Let be $ c \in (0, 2 \pi) $
and $$f_c(x):= \begin{cases} \frac{x}{c} , 0 \leq x \leq c \\ \frac{2 \pi -x}{2 \pi -c}, c < x \leq 2 \pi \end{cases} $$
I want to determine $c$,
so that
$\hat{f} (m)=0 $
for $ m \in 7 \mathbb{Z} \backslash \{ 0\} $
it is
$ \hat{f}(m)= \frac{1}{2 \pi} \int_0^{2 \pi} f(x) e^{-imx} dx $ $= \frac{1}{2 \pi} [\int_0^c \frac{x}{c} e^{-imx} dx + \int_c^{2 \pi} \frac{2 \pi -x}{2 \pi -c} e^{-imx} dx] $
=$\frac{1}{2 \pi}[ [ \frac{(imx+1) e^{-imx}}{cm^2} ]_0^c +[ \frac{(im(x- 1 \pi)+1)e^{-imx}}{(c-2 \pi )m^2}]_c^{2 \pi} $
=$ \frac{1}{2 \pi} [ \frac{(cm-i)sin(cm)+(icm+1)cos(cm)-1}{cm^2}] + \frac{1}{2 \pi} [- \frac{((c- 2 \pi)m-i)sin(cm)+((ic-2i \pi )m+1)cos(cm)+isin(2 \pi m)-cos(2 \pi m)}{(c-2\pi)m^2}] $
i was trying to reshape the equation $ \hat{f} (m) =! 0 $
but i get stuck at determining a $c$. And what will it mean for $ m \in 7 \mathbb{Z} \backslash \{0 \} $
do you see a mistake here? Or is there an other approach? Would be very thankful for any help!

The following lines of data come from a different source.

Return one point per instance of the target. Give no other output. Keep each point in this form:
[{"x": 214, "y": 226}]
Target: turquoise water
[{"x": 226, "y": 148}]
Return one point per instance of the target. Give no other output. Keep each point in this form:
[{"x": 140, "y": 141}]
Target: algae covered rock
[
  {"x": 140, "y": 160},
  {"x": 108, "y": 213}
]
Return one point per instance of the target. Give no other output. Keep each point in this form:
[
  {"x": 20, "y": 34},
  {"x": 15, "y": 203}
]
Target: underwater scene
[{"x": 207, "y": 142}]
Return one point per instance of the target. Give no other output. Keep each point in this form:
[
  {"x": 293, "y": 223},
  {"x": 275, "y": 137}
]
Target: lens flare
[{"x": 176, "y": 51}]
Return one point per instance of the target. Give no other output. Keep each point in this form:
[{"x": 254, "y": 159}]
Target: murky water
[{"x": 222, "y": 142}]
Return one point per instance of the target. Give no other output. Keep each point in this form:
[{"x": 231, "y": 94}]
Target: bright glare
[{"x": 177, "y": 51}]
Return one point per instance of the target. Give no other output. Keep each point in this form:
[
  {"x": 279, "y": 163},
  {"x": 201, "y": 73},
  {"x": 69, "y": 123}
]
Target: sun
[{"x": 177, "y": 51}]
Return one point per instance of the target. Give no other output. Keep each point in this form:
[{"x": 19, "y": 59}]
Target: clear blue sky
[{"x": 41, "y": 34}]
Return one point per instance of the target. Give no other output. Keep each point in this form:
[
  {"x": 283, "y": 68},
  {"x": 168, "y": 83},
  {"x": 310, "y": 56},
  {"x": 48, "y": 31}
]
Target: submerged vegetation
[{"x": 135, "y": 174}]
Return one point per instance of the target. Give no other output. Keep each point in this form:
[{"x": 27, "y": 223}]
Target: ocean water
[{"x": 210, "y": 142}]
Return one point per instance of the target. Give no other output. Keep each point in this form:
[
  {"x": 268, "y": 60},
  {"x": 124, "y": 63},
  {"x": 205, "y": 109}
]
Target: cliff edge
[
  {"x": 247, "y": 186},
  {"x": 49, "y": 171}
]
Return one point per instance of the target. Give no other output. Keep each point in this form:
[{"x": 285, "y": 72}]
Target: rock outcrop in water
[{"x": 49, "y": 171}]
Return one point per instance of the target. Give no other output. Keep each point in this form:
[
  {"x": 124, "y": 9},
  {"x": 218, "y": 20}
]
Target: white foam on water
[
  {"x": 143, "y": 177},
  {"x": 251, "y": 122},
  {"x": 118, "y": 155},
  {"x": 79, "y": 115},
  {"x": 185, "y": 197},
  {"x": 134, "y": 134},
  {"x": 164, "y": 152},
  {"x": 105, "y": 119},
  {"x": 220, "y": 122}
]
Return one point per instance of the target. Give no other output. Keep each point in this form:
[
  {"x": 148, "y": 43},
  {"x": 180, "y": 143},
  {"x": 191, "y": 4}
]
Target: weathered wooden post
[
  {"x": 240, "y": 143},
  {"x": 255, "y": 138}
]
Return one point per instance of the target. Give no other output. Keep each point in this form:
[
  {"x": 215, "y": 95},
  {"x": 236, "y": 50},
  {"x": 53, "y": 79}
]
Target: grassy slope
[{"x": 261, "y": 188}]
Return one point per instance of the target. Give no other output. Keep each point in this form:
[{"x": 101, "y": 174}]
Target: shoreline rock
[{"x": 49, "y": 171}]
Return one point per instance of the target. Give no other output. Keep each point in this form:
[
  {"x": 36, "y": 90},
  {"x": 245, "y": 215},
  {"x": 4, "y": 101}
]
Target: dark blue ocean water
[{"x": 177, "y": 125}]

We have \begin{align} \hat{f}(m) &= \frac{1}{2\pi}\int_0^c \frac{x}{c}\mathrm{e}^{-\mathrm{i}mx} dx + \frac{1}{2\pi}\int_c^{2\pi} \frac{2\pi - x}{2\pi - c}\mathrm{e}^{-\mathrm{i}mx} dx\\ &= \frac{1}{2\pi (2\pi - c) m^2}\left(1 - \mathrm{e}^{-\mathrm{i}2m\pi}\right) - \frac{1}{(2\pi - c) cm^2}\left(1 - \mathrm{e}^{-\mathrm{i}cm}\right). \end{align} Remark: I used Maple to simplify the expressions.
For $m \in 7 \mathbb{Z} \backslash \{ 0\}$, we have $$\hat{f}(m) = -\frac{1}{(2\pi - c) cm^2}\left(1 - \mathrm{e}^{-\mathrm{i}cm}\right).$$ Since $\hat{f}(m) = 0$ for all $m \in 7 \mathbb{Z} \backslash \{ 0\}$, we have $c = \frac{2\pi}{7}, \frac{4\pi}{7}, \frac{6\pi}{7}, \frac{8\pi}{7}, \frac{10\pi}{7}, \frac{12\pi}{7}$.